In practice, we concentrate on errors: correcting them, eliminating them, preventing them. We find and drill the best fingering, craft an expressive plan for the piece, and do numerous repetitions to instill dependability and habit.
In performance, it is time to rely on the work we have done in our practice and play the music. And the masters of the craft do exactly that, putting all of their practice in service of the music itself. It’s not an abandoning of everything they have worked on. It’s simply not confusing method with results. Let me explain.
The ultimate result desired in any musical performance is an effective communication of the composer’s intention that moves and inspires a listener. That’s a rather dry way to say that it’s the big picture that matters. After the final note of a piece is played, it’s the overall impression that stays with an audience, not the misplayed note or the wrong fingering or the pedal noise. The actual music is greater than the sum of those little parts, and it can survive the loss of one or two of them.
And how we manage to play the music is, in the moment of performance, much less important than we would like to think. What the audience hears is what counts; not what fingering we have used.
So the first part of the mastery trait is keeping the goal, the music itself, in front of us. A veteran musician will invent a fingering on the fly, or correct wrong pedals as they continue to play. Playing past the mistakes and playing your way out of difficulties is an essential part of the skill.
Mastery in performance requires not confusing method with results. – Anne Sullivan, Harpmastery Click To Tweet
So is having trust in your preparation. When you have practiced correctly AND prepared for performance – two distinctly different ways to practice – then you can let go of concern for the technical details and focus solely on making music. You hear the result you want in your head and that drives your playing. You let go of the details, knowing that you have practiced them thoroughly, and you immerse yourself in the language of the music you are playing. (Notice too, how this could create a profound reduction in performance anxiety.)
The mastery trait also requires a “just do it” mentality, the courage to play past the “rules,” play in spite of how we usually play it.

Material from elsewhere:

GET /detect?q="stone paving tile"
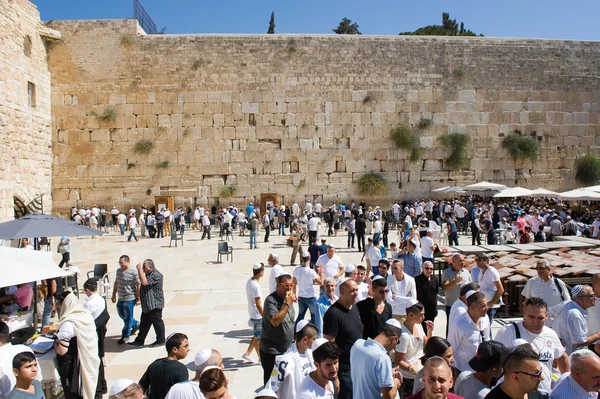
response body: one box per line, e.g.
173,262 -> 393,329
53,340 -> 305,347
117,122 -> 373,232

We need the courage to believe that nothing we have done previously is as important as making that musical moment. Surely good technique, solid fingering, correct notes are desirable, if not essential, to playing well. But in the moment of performance, playing with whatever finger will work after you’ve missed the starting note of a run is better than trying to figure out which finger you should be using. This “just play it” attitude can be difficult to develop when we work so hard to perfect things in our practice, but it’s critical to making the “big plays” and coming out with a performance that will make you proud.
The final attribute of the mastery trait is simply experience. The more you play and perform, the more you will train your mind to follow what’s really important and let go of the details. The more your practice correctly, the more solid will be your technical foundation in general and your foundation of knowledge for any single piece that you perform. And over time, you will learn to trust yourself and feel free to make the big plays, to go for the win.